Abortion debates are similarly intense. Some regard it as a woman controlling her own body, her own physical, emotional and mental well-being. But when does life begin, and should abortion become another means of birth control? Others stress the sanctity of life from gestation and view it absolutely as murder if any embryo is deliberately terminated — no exceptions, even for rape, incest or a threat to the mother’s life.

Then comes immigration. This nation of immigrants has always struggled to accommodate those from disparate nations, races, cultures and religions. That struggle continues as thousands flock daily to our southern border.

So are we doomed by intractable, unsolvable problems such as these? Some suggestions:

Apply rational analysis and the lessons of history. It is neither accident nor coincidence that most people today are healthier, richer and longer-lived than ever. Scientific methods have brought remarkable advances while human affairs have benefitted from understanding history and insistence on precedents. Simplistic arguments rooted in ideology and emotion succumb to rational rebuttals as in each of the problems above.

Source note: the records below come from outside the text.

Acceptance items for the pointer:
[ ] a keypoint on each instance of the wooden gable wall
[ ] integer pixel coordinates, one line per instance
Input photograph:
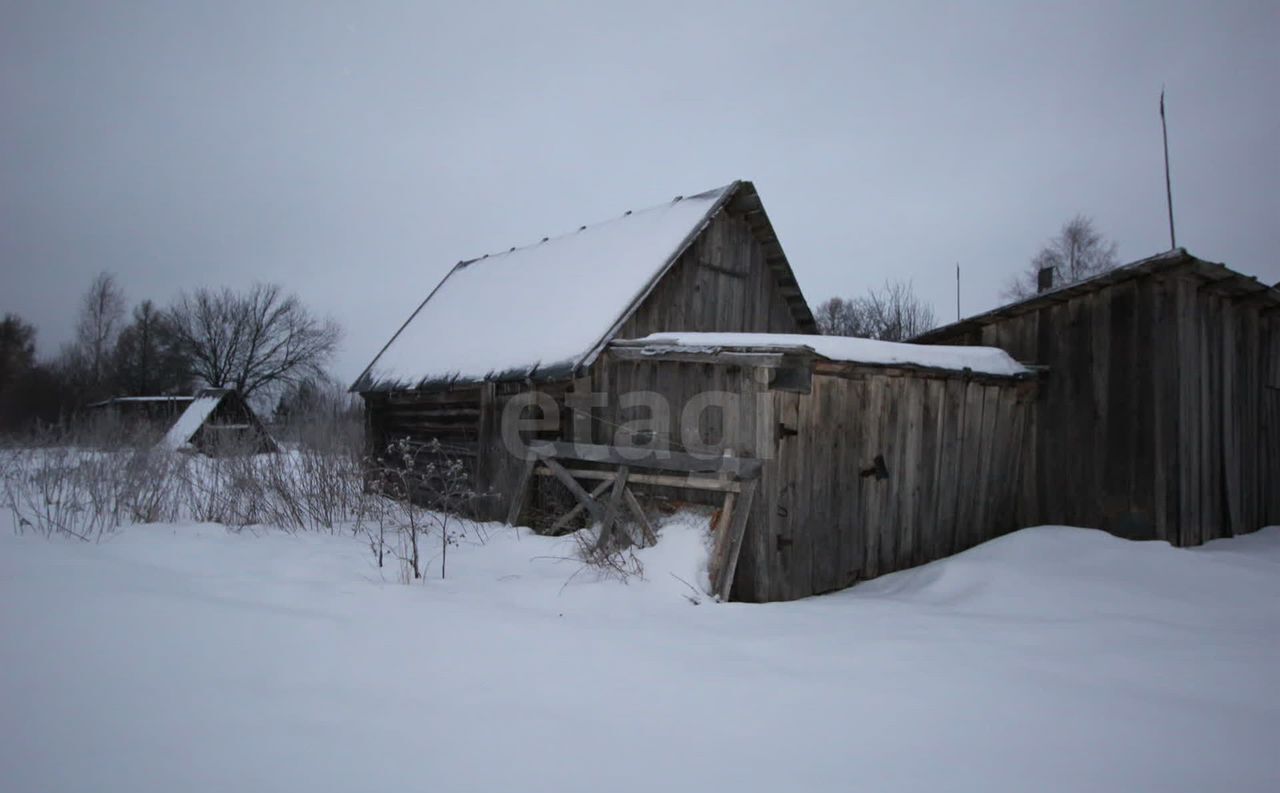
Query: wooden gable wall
(722, 283)
(1156, 420)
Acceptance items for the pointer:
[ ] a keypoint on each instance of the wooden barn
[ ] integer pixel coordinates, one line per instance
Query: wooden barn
(873, 455)
(218, 421)
(1159, 413)
(831, 459)
(538, 319)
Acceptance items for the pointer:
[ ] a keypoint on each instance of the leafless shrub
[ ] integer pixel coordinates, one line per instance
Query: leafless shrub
(1078, 252)
(429, 490)
(612, 560)
(86, 494)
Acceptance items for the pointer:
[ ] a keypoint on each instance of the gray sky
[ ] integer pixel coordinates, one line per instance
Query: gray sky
(353, 152)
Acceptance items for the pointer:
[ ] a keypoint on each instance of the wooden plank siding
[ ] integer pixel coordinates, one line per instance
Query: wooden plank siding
(817, 523)
(1157, 417)
(722, 283)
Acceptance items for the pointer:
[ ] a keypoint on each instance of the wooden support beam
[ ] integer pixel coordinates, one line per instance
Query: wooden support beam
(736, 531)
(611, 514)
(579, 493)
(661, 459)
(563, 521)
(695, 482)
(650, 537)
(720, 551)
(521, 494)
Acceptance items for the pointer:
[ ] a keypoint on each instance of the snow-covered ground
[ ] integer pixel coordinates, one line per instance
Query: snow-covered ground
(186, 658)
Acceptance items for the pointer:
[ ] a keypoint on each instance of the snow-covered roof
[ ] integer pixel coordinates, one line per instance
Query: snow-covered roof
(981, 360)
(192, 418)
(1215, 276)
(543, 308)
(137, 400)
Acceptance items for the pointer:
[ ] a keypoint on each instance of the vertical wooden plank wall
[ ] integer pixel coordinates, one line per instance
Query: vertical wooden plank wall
(722, 283)
(1157, 416)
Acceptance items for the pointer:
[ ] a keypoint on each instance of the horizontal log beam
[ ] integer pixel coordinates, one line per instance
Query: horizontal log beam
(657, 480)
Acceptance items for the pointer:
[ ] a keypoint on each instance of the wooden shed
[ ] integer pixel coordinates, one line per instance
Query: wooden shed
(538, 317)
(145, 411)
(1159, 416)
(874, 455)
(218, 421)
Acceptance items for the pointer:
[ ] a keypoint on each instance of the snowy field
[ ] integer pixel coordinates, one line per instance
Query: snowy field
(187, 658)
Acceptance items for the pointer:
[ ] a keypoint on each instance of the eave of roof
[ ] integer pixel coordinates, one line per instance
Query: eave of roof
(1179, 259)
(744, 198)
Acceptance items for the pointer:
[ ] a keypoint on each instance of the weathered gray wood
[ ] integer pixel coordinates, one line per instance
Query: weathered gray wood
(736, 531)
(650, 537)
(571, 484)
(647, 458)
(721, 545)
(520, 494)
(563, 521)
(611, 514)
(691, 482)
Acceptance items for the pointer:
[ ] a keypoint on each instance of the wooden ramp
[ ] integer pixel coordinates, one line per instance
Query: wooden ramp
(618, 467)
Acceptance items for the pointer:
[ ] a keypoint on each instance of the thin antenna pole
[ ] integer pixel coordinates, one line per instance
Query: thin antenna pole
(958, 292)
(1169, 188)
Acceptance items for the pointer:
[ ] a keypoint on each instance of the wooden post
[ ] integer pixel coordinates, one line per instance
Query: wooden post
(650, 539)
(736, 531)
(521, 493)
(611, 514)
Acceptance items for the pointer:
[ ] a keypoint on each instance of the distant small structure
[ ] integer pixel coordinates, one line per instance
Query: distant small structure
(159, 411)
(218, 421)
(1159, 416)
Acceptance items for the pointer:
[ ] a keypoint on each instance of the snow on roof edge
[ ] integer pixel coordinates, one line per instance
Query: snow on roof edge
(368, 381)
(979, 360)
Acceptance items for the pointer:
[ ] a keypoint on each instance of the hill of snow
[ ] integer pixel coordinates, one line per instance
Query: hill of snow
(184, 658)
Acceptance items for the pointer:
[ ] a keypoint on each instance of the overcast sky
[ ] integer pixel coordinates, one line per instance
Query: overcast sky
(353, 152)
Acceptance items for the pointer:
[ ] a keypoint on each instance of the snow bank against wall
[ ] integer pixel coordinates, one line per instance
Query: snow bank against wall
(983, 360)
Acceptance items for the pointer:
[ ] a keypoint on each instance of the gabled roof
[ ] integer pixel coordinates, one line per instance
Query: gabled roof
(545, 310)
(183, 432)
(114, 400)
(1220, 276)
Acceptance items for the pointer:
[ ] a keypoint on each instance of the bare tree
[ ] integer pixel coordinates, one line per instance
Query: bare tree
(149, 357)
(96, 330)
(891, 314)
(254, 339)
(1075, 253)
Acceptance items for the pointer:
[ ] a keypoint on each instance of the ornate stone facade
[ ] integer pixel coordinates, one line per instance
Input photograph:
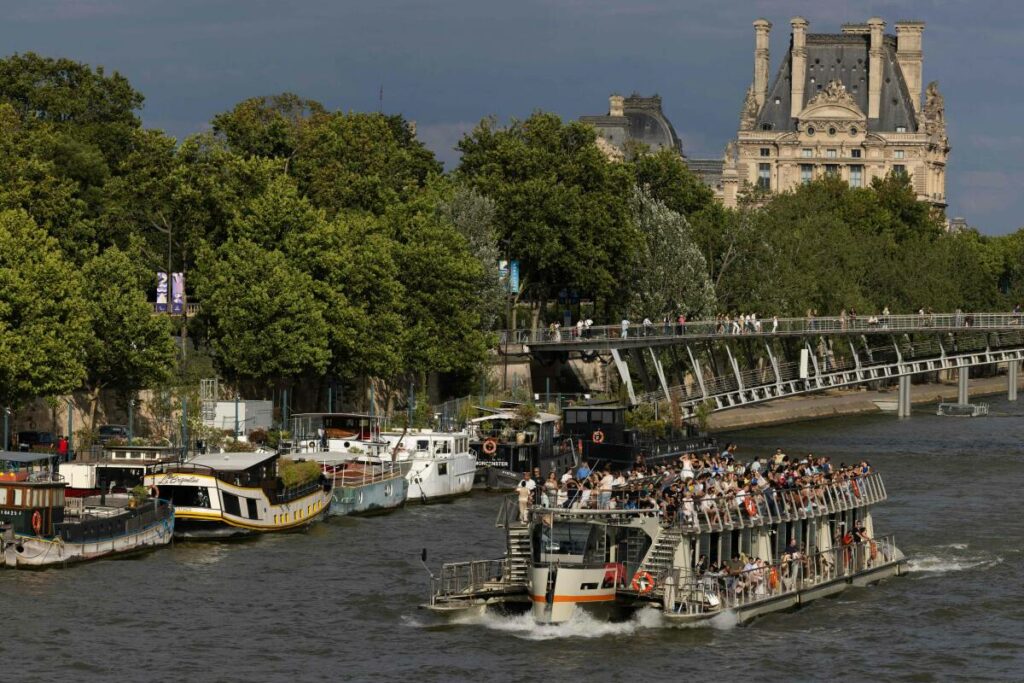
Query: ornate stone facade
(845, 104)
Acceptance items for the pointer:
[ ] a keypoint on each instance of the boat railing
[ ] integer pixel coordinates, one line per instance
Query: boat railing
(360, 474)
(466, 579)
(775, 505)
(686, 591)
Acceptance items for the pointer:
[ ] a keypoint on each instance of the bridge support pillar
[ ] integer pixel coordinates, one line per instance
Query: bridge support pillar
(903, 397)
(624, 373)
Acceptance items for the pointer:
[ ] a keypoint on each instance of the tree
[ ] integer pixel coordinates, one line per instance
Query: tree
(474, 216)
(350, 261)
(43, 318)
(128, 347)
(562, 209)
(261, 318)
(671, 275)
(363, 162)
(266, 126)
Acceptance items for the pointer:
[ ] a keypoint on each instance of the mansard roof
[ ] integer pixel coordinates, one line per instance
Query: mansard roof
(842, 57)
(644, 122)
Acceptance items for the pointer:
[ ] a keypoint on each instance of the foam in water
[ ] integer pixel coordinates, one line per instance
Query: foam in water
(953, 559)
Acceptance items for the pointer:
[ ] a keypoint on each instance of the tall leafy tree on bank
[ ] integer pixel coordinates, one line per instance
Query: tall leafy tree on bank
(672, 276)
(43, 317)
(562, 209)
(128, 347)
(260, 316)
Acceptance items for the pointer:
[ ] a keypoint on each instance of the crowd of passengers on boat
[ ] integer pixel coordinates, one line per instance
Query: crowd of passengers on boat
(711, 486)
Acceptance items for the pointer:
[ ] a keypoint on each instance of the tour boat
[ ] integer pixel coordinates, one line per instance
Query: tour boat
(364, 476)
(614, 561)
(40, 527)
(506, 447)
(440, 464)
(219, 496)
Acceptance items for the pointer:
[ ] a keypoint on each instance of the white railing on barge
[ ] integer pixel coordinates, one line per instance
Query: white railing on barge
(686, 592)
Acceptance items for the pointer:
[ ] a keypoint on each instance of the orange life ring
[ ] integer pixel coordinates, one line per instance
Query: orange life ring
(752, 507)
(642, 583)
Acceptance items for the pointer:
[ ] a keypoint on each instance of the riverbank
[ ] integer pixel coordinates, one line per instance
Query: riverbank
(837, 402)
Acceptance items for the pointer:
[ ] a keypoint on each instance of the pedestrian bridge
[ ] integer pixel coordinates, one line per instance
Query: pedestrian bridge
(705, 363)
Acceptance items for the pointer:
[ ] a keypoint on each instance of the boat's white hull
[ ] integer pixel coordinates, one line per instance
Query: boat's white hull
(232, 511)
(556, 593)
(439, 477)
(27, 551)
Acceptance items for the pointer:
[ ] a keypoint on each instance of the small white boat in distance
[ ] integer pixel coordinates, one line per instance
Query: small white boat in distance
(441, 466)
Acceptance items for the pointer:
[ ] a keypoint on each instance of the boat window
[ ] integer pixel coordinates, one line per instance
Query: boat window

Utilize professional expertise and experience. The “experts” are not always right, and not everyone who claims expert knowledge has it. But “credentials” and an objective record of experience and accomplishment are more reliable than unsubstantiated, undocumented partisan allegations. Unfortunately, public trust in science and experience has declined substantially in these times.

Abjure personal invective and vituperation. Increasingly, partisans accuse each other not just of misunderstandings or errors but of being “dictators,” “right wingers,” “murderers” or worse. Vituperative writers profess outrage over what the president or other politicians are trying to do, hysterically accusing them of “lying,” “cheating,” “stealing elections,” “suppressing freedom,” “killing babies” (or mothers) or other “treasonous” behavior.

Appreciate compromise. Never easy but usually critical to positive outcomes.

Respect democratic politics. The prime goal of ambitious politicians is re-election. Human politicians pursue selfish goals. Factions fail to unite in the public interest. Yet when the alternative is authoritarian control and violence, the messy game of politics with all its frustrations remains, as Aristotle saw it, the master science behind all other human activities.

Remember the long game. Democratic political disputes are almost never permanently resolved. In politics, tomorrow always comes.

Aubrey King is a Huntington resident.